A 12-year-old girl in England died from complications linked to coronavirus just six days after developing a minor cough, an inquest heard Wednesday.
Fabiana Zoppelli contracted a minor cough on June 1 and two days later, she developed a rash and started vomiting. Her mother, Itohan Ehiggie, rushed her to a local hospital. Upon arrival, the girl was placed on an oxygen machine but was soon put on a ventilator after her condition deteriorated, ITV reported.
When her condition did not improve, the girl was transferred to a bigger hospital where she was again put on a ventilator at the Pediatric Intensive Care Unit on June 6. Despite the treatment, her oxygen level started dropping.
Doctors agreed that the girl should be transferred to another hospital to be placed on an extracorporeal membrane oxygenation (ECMO) machine. Unfortunately, while leaving the hospital on a mobile ventilator on June 7, she went into cardiac arrest and died.

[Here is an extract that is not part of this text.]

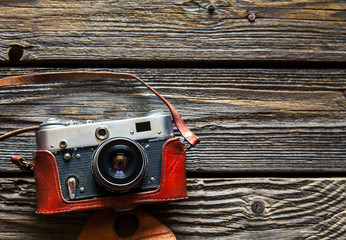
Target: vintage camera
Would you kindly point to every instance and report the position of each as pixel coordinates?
(111, 164)
(107, 158)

"It was a very new illness and the belief at the time was that children did not suffer complications from COVID. At the time, COVID was very less understood, not just for adults, even more for children. We have never seen children suffering from COVID complications like Fabiana did. We believed she would turn a corner and get better," pediatric consultant Prakash Kamath of Pennine Acute Hospitals NHS Trust was quoted as saying by Manchester Evening News.
The inquest heard that the girl had a rare growth condition called Floating-Harbor syndrome (FHS), which caused a slow growth rate and delayed speech development. The syndrome may have contributed to the girl's death but it did not lead to it. It was ruled that she died due to pediatric multisystem inflammatory syndrome and severe acute respiratory syndrome (SARS) caused by the coronavirus.
"Fabiana was very, very unwell and was exceptionally unlucky to have the lung difficulties she developed at the same time of the pediatric multisystem inflammatory syndrome. She was generally a healthy child before she developed a cough, despite no known COVID contact. Every effort was made to make sure Fabiana survived," assistant coroner Nicholas Flanagan said.